# Question about neutering male pup



## Guest (Apr 19, 2010)

My male Golden pup will turn 6 months of age on the 28th of April.

I have scheduled his neuter surgery for the second week of May.

My question is: Is there a valid reason NOT to neuter at 6 months? If there is, what is the appropriate age to neuter a male?

The breeder has stated that she wants me to wait. She claims that holding off on neutering at 6 months prevents cancer and some other diseases from developing. She also claims that the only reason to neuter at 6 months is when the dog is having behavior problems.

I want my Golden pup to be able to participate in daycare and training programs. These programs require dogs to be spayed/neutered at 6 months of age.

My Vet also says that 6 months is the right age to neuter the pup. I don't want to wait. Dogs become sexually mature at 6 months. My other 2 dogs are "fixed". 

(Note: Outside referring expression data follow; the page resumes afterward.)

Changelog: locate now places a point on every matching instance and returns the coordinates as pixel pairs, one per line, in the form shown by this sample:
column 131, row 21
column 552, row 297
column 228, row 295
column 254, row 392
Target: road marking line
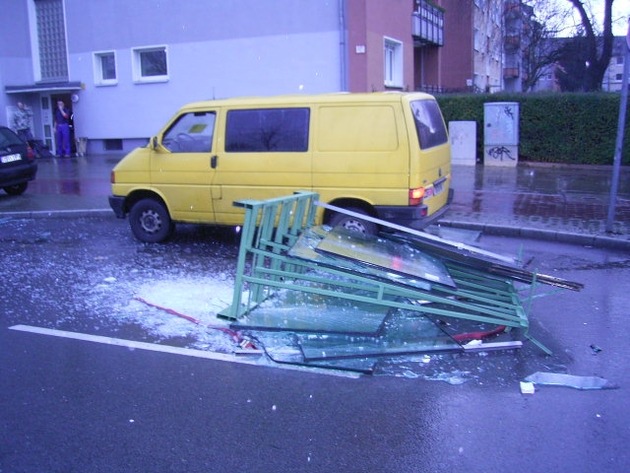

Thanks in advance for any input you might have.


----------



## ruckusluvr (Oct 28, 2009)

i have heard that it is not ideal to neuter a large breed dog until he is about 1 yr old. I dont really remember why.... i think it has to do with bone and muscle growth.
and then of course some people do not neuter their working or agility dogs because they supposedly have more drive and work better intact. i have no idea how true this is though.


----------



## RawFedDogs (Jun 16, 2008)

I'm not sure about Goldens but I know with Great Danes, it's good to wait until about 18 months or so because the male dog needs the testosterone to build the strong masculine features of a male dog such as a big head and strong muscles.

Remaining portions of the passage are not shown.